This is what we’ve got to work with

This is what we’ve got to work with

The so-called center – voters with common sense and no party affiliations of any color – has entered a period of detachment and indifference toward the political developments in this country. This is not a positive outcome, neither for the political system nor themselves.

As soon as anyone suggests they should make the effort to vote in the main opposition’s election for a new leader they react like children who are being forced to drink something they don’t like.

Meanwhile, other pro-European opposition parties don’t seem to seduce them in any way and in some cases even seem to repulse them. When you ask them, “Well, what’s to be done?” they shrug their shoulders in resignation.

In a certain sense they have fallen victim to a certain kind of snobbery. They don’t like anything. It’s not really an absurd thought, given the political cast currently acting on stage or waiting in the wings for the next performance. Being in denial, however, is not the solution. Anyone expecting some forgotten prophet to appear and save the day must have great, if not metaphysical, faith.

Greek society, of course, has expressed a desire to break free from that which is old, systemic and traditional. A portion of society found the answer to this request in the face of Prime Minister Alexis Tsipras.

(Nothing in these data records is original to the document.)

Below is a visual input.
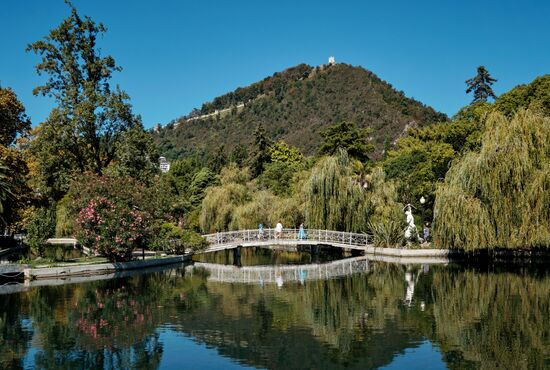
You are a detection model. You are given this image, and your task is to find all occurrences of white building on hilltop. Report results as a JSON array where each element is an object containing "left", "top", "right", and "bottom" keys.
[
  {"left": 159, "top": 156, "right": 171, "bottom": 173},
  {"left": 328, "top": 56, "right": 335, "bottom": 65}
]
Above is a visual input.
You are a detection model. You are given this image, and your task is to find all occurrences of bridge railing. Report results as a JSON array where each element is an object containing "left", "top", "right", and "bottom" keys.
[{"left": 203, "top": 228, "right": 370, "bottom": 248}]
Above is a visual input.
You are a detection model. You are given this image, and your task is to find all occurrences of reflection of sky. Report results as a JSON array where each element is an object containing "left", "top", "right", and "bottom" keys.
[
  {"left": 381, "top": 340, "right": 446, "bottom": 370},
  {"left": 158, "top": 328, "right": 258, "bottom": 370},
  {"left": 20, "top": 322, "right": 257, "bottom": 369}
]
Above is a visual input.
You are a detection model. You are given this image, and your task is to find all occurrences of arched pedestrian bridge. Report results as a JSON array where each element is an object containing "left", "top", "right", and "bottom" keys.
[
  {"left": 201, "top": 228, "right": 372, "bottom": 254},
  {"left": 200, "top": 228, "right": 451, "bottom": 259}
]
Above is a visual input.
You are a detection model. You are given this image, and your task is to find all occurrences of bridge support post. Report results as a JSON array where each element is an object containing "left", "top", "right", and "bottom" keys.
[{"left": 233, "top": 246, "right": 242, "bottom": 267}]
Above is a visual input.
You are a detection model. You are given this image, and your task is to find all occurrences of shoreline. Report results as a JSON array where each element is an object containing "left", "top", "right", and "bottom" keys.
[
  {"left": 3, "top": 243, "right": 550, "bottom": 285},
  {"left": 23, "top": 255, "right": 191, "bottom": 280}
]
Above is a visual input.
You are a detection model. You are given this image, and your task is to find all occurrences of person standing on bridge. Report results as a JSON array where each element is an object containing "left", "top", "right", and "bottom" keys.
[
  {"left": 275, "top": 221, "right": 283, "bottom": 239},
  {"left": 258, "top": 223, "right": 264, "bottom": 240},
  {"left": 298, "top": 223, "right": 306, "bottom": 240}
]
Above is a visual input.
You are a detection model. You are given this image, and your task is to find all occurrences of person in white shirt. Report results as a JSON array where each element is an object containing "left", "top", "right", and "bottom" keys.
[{"left": 275, "top": 221, "right": 283, "bottom": 239}]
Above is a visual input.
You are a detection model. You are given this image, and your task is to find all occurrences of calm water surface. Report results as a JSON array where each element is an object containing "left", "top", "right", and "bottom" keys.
[{"left": 1, "top": 248, "right": 550, "bottom": 369}]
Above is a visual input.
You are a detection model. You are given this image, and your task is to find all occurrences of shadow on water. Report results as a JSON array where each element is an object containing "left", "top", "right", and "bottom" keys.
[{"left": 1, "top": 248, "right": 550, "bottom": 369}]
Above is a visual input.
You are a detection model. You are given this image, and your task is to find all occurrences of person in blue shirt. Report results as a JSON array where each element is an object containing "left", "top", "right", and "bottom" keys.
[
  {"left": 298, "top": 223, "right": 306, "bottom": 240},
  {"left": 258, "top": 223, "right": 264, "bottom": 239}
]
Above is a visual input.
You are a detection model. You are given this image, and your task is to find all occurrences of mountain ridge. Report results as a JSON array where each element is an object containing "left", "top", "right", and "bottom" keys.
[{"left": 155, "top": 62, "right": 448, "bottom": 160}]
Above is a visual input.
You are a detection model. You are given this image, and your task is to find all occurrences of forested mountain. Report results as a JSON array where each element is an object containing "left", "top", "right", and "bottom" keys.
[{"left": 155, "top": 63, "right": 448, "bottom": 160}]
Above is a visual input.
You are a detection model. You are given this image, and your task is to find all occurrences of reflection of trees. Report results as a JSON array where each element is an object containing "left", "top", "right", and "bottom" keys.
[
  {"left": 3, "top": 262, "right": 550, "bottom": 369},
  {"left": 431, "top": 267, "right": 550, "bottom": 370},
  {"left": 19, "top": 269, "right": 201, "bottom": 369},
  {"left": 0, "top": 293, "right": 32, "bottom": 370},
  {"left": 174, "top": 262, "right": 432, "bottom": 369}
]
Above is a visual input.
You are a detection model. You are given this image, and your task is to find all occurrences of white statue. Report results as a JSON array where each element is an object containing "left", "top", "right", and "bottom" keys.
[{"left": 404, "top": 204, "right": 418, "bottom": 240}]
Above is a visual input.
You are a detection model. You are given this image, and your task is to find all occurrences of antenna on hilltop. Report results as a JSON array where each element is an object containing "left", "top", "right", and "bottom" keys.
[{"left": 328, "top": 56, "right": 335, "bottom": 65}]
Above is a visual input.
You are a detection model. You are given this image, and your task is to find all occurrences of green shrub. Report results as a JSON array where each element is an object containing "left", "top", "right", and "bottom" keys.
[
  {"left": 368, "top": 220, "right": 405, "bottom": 248},
  {"left": 26, "top": 206, "right": 56, "bottom": 256},
  {"left": 43, "top": 244, "right": 79, "bottom": 262},
  {"left": 150, "top": 222, "right": 207, "bottom": 254}
]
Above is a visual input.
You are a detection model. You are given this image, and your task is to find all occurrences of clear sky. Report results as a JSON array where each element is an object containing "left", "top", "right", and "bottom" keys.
[{"left": 1, "top": 0, "right": 549, "bottom": 128}]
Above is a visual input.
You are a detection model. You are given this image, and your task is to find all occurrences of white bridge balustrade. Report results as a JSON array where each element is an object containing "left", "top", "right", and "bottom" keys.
[
  {"left": 189, "top": 256, "right": 371, "bottom": 284},
  {"left": 188, "top": 255, "right": 450, "bottom": 285},
  {"left": 200, "top": 228, "right": 372, "bottom": 253}
]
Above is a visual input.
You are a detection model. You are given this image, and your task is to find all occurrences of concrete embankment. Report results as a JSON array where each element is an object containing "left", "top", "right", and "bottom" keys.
[
  {"left": 0, "top": 261, "right": 190, "bottom": 295},
  {"left": 362, "top": 246, "right": 453, "bottom": 258},
  {"left": 24, "top": 255, "right": 191, "bottom": 280}
]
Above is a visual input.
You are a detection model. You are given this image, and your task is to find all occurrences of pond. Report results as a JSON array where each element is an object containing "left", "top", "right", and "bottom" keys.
[{"left": 1, "top": 248, "right": 550, "bottom": 369}]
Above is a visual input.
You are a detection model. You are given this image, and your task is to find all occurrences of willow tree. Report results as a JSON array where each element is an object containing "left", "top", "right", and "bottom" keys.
[
  {"left": 434, "top": 110, "right": 550, "bottom": 250},
  {"left": 304, "top": 151, "right": 401, "bottom": 232},
  {"left": 199, "top": 165, "right": 251, "bottom": 233}
]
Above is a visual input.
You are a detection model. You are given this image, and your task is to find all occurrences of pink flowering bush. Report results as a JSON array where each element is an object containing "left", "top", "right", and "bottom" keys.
[{"left": 75, "top": 196, "right": 150, "bottom": 261}]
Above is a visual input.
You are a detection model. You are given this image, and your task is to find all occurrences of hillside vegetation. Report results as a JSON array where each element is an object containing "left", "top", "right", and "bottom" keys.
[{"left": 156, "top": 63, "right": 447, "bottom": 160}]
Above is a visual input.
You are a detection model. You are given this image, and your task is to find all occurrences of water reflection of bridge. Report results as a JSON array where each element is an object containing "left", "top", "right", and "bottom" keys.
[{"left": 189, "top": 255, "right": 448, "bottom": 284}]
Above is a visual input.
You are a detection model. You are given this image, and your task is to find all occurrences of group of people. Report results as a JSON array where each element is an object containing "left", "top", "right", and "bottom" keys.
[
  {"left": 256, "top": 221, "right": 430, "bottom": 244},
  {"left": 257, "top": 222, "right": 307, "bottom": 240}
]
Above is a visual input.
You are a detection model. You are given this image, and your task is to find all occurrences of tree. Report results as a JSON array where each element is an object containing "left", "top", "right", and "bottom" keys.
[
  {"left": 465, "top": 66, "right": 497, "bottom": 103},
  {"left": 27, "top": 3, "right": 138, "bottom": 177},
  {"left": 494, "top": 74, "right": 550, "bottom": 117},
  {"left": 108, "top": 124, "right": 159, "bottom": 183},
  {"left": 434, "top": 110, "right": 550, "bottom": 251},
  {"left": 0, "top": 147, "right": 32, "bottom": 230},
  {"left": 259, "top": 162, "right": 297, "bottom": 196},
  {"left": 268, "top": 140, "right": 304, "bottom": 165},
  {"left": 305, "top": 151, "right": 401, "bottom": 232},
  {"left": 249, "top": 124, "right": 271, "bottom": 177},
  {"left": 384, "top": 137, "right": 455, "bottom": 213},
  {"left": 0, "top": 162, "right": 12, "bottom": 215},
  {"left": 259, "top": 141, "right": 304, "bottom": 196},
  {"left": 229, "top": 144, "right": 248, "bottom": 166},
  {"left": 319, "top": 121, "right": 374, "bottom": 162},
  {"left": 188, "top": 167, "right": 217, "bottom": 206},
  {"left": 0, "top": 87, "right": 31, "bottom": 147},
  {"left": 208, "top": 145, "right": 227, "bottom": 173}
]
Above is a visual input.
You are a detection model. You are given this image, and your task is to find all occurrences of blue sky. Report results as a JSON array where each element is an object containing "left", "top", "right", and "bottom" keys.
[{"left": 1, "top": 0, "right": 549, "bottom": 128}]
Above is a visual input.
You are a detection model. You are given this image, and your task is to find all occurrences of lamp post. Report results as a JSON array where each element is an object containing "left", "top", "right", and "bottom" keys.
[{"left": 419, "top": 196, "right": 426, "bottom": 242}]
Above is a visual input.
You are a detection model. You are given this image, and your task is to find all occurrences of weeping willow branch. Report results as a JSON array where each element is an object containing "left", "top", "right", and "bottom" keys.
[
  {"left": 434, "top": 109, "right": 550, "bottom": 250},
  {"left": 304, "top": 151, "right": 402, "bottom": 233}
]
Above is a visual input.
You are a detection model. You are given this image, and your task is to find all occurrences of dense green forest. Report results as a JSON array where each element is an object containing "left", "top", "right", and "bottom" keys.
[{"left": 155, "top": 63, "right": 448, "bottom": 160}]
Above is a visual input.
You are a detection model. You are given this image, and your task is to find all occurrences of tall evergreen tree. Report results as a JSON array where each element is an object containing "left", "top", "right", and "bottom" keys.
[
  {"left": 209, "top": 145, "right": 227, "bottom": 173},
  {"left": 465, "top": 66, "right": 497, "bottom": 103},
  {"left": 250, "top": 124, "right": 271, "bottom": 177}
]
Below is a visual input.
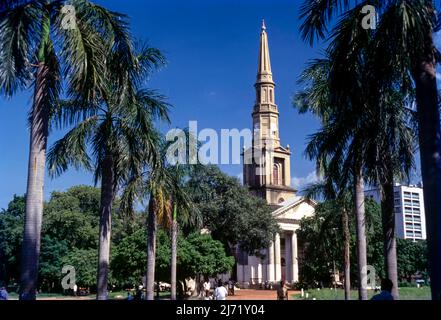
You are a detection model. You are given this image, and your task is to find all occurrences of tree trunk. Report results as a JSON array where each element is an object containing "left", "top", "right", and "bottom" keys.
[
  {"left": 146, "top": 196, "right": 157, "bottom": 300},
  {"left": 171, "top": 204, "right": 178, "bottom": 300},
  {"left": 342, "top": 206, "right": 351, "bottom": 300},
  {"left": 381, "top": 178, "right": 399, "bottom": 300},
  {"left": 412, "top": 29, "right": 441, "bottom": 301},
  {"left": 354, "top": 170, "right": 368, "bottom": 300},
  {"left": 96, "top": 154, "right": 114, "bottom": 300},
  {"left": 19, "top": 62, "right": 51, "bottom": 300}
]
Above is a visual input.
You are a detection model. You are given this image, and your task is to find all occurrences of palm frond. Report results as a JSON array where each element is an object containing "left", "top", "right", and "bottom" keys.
[
  {"left": 0, "top": 0, "right": 42, "bottom": 96},
  {"left": 47, "top": 115, "right": 97, "bottom": 177}
]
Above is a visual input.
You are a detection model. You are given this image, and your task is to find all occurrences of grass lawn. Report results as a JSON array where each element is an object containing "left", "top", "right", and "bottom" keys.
[
  {"left": 292, "top": 287, "right": 431, "bottom": 300},
  {"left": 8, "top": 290, "right": 171, "bottom": 300}
]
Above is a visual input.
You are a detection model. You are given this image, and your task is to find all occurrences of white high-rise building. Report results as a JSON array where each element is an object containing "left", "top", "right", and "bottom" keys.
[{"left": 365, "top": 184, "right": 426, "bottom": 241}]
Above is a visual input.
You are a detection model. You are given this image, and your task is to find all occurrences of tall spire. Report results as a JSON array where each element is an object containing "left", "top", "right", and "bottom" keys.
[
  {"left": 253, "top": 20, "right": 279, "bottom": 149},
  {"left": 257, "top": 19, "right": 273, "bottom": 84}
]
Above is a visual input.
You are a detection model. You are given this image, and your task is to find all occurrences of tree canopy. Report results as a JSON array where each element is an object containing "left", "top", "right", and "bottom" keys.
[{"left": 185, "top": 165, "right": 279, "bottom": 255}]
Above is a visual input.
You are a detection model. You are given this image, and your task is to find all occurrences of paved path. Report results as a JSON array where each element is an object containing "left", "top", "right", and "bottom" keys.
[{"left": 227, "top": 289, "right": 299, "bottom": 300}]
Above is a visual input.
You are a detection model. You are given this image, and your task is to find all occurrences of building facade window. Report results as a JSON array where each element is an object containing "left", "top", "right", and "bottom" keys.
[{"left": 273, "top": 164, "right": 280, "bottom": 185}]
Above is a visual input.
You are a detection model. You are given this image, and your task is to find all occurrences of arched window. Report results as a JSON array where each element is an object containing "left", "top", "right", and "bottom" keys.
[
  {"left": 273, "top": 164, "right": 279, "bottom": 185},
  {"left": 270, "top": 89, "right": 273, "bottom": 102}
]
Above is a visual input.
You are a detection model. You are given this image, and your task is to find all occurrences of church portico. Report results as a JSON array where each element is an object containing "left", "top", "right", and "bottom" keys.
[
  {"left": 237, "top": 21, "right": 315, "bottom": 287},
  {"left": 238, "top": 229, "right": 301, "bottom": 285}
]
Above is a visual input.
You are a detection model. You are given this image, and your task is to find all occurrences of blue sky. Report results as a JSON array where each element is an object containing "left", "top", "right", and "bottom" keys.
[{"left": 1, "top": 0, "right": 422, "bottom": 209}]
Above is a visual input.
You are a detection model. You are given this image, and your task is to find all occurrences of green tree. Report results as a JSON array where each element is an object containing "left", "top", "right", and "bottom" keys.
[
  {"left": 298, "top": 199, "right": 384, "bottom": 289},
  {"left": 38, "top": 235, "right": 68, "bottom": 292},
  {"left": 47, "top": 40, "right": 169, "bottom": 299},
  {"left": 121, "top": 141, "right": 190, "bottom": 300},
  {"left": 296, "top": 8, "right": 416, "bottom": 298},
  {"left": 178, "top": 233, "right": 235, "bottom": 279},
  {"left": 397, "top": 239, "right": 428, "bottom": 282},
  {"left": 62, "top": 248, "right": 98, "bottom": 289},
  {"left": 0, "top": 195, "right": 25, "bottom": 286},
  {"left": 0, "top": 0, "right": 131, "bottom": 300},
  {"left": 186, "top": 165, "right": 279, "bottom": 257},
  {"left": 299, "top": 0, "right": 441, "bottom": 301},
  {"left": 111, "top": 227, "right": 146, "bottom": 288},
  {"left": 303, "top": 173, "right": 353, "bottom": 300},
  {"left": 40, "top": 186, "right": 124, "bottom": 292},
  {"left": 43, "top": 188, "right": 100, "bottom": 250}
]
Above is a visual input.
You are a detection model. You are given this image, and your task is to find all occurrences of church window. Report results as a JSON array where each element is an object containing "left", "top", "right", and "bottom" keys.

As they become increasingly disenchanted, however, they are going in search of new faces and formations. This process could take a while and no one is in any position to know whether it will ever bear fruit. The country has very few true reserves left. The gap between Greece’s intellectual and business elite and large portions of the population is huge.

In the meantime, the country must have a strong opposition and alternative choices of government. That is why it’s wrong for anyone to snub whatever lies on the political horizon, for that is one sure way for the rule of mediocracy to be consolidated and for the dynamic part of society to find itself on the sidelines or even abroad.

Until something new appears on the horizon, let’s have our own opinions and participate in what already exists. I know that there are plenty of people out there who get angry when they hear this. I absolutely understand their position. Despair and anger abound. But if I remember well, Giorgos Seferis used to say, “This is our cast, and we have to play with it.”